Mr Osborne was due to unveil the plans in the Budget on 16 March, but was warned it could cause a run on savings.
The proposal, which would have made savings from the government’s £21bn tax relief bill, had been opposed by pensions minister Baroness Altmann.
Conservative MPs had also become concerned about the impact of the changes on higher earners.
A Treasury source said now was not the time to make changes to pension tax relief.
BBC political correspondent Eleanor Garnier says the decision is a recognition of how fragile the EU referendum campaign is – avoiding the changes removes the risk of upsetting voters ahead of the vote in June.
The chancellor had been considering two options – the other being a flat rate of tax relief for everyone saving for a pension. Those who pay higher rates of tax currently get bigger breaks.
An ally of the chancellor told the Times: “George has always been clear he wouldn’t do anything to damage saving.

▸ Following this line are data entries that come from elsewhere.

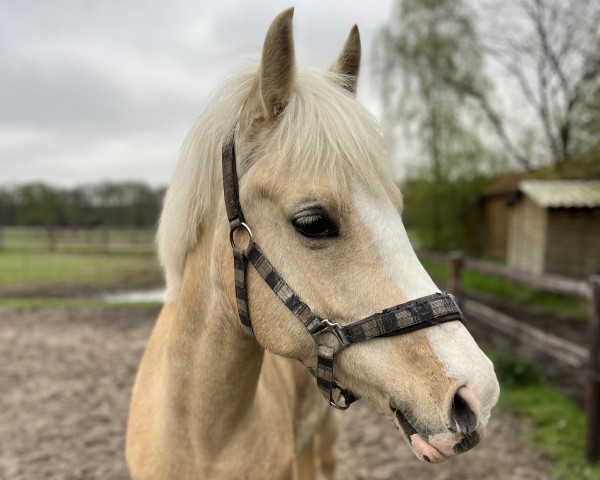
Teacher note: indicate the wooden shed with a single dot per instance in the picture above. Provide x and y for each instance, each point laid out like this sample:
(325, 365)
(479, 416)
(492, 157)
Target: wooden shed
(551, 226)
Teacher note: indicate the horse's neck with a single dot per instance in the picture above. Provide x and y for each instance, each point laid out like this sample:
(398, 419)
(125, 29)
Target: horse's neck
(215, 366)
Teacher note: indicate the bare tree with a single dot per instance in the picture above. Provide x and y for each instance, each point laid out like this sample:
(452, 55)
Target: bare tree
(549, 50)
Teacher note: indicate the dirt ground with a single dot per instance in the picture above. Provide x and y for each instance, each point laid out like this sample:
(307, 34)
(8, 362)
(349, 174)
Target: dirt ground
(66, 379)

“He’s listened to what people have said and concluded that now isn’t the right time, with uncertainty in the global economy and reforms such as auto-enrolment still bedding in, to turn things on their head.
“It is also clear that employers wouldn’t welcome a wholesale change in the way they administer schemes. So he is not going to tear up the system of pension tax relief. There won’t be any changes to tax relief at all in the budget.”
Baroness Altmann made clear she was opposed to the idea, and there was the threat of resistance from Tory MPs worried about the effects on their constituents, potentially costing higher-rate taxpayers thousands of pounds from their retirement income.
The pensions minister said: “The freedom and choice reforms have put us in a place where people’s pensions can work well for them.
“However, tax is a natural brake on them spending their pension fund too soon.”
How pension tax relief works
Pension tax relief is given on contributions at the rate of income tax – 20%, 40% or 45%.
Someone at the 20% rate contributing £10,000 gross to their pension would have to pay £8,000 net, at 40% it would be £6,000, and £5,500 for those at 45%. So it favours the better off.
Pension savers currently pay no tax on money they put in but pay tax on the cash they take out above their personal allowance.
The amount anyone can save into a pension and get tax relief is capped at £40,000 annually and £1.25m in their lifetime.
The proposal had been opposed by the pensions industry.
Yvonne Braun, of the Association of British Insurers, said the scheme would have hit current savers and could have created a “fiscal time bomb” for future generations.
She said: “Many savers would be worse off and it would also damage the economy more widely because of its impact on saving and investment.”
Changes to the pensions system in recent years have included automatic enrolment into workplace pensions in 2012 and people aged 55 and over being allowed to take their retirement pots how they want rather than being required to buy an annuity retirement income introduced in 2015.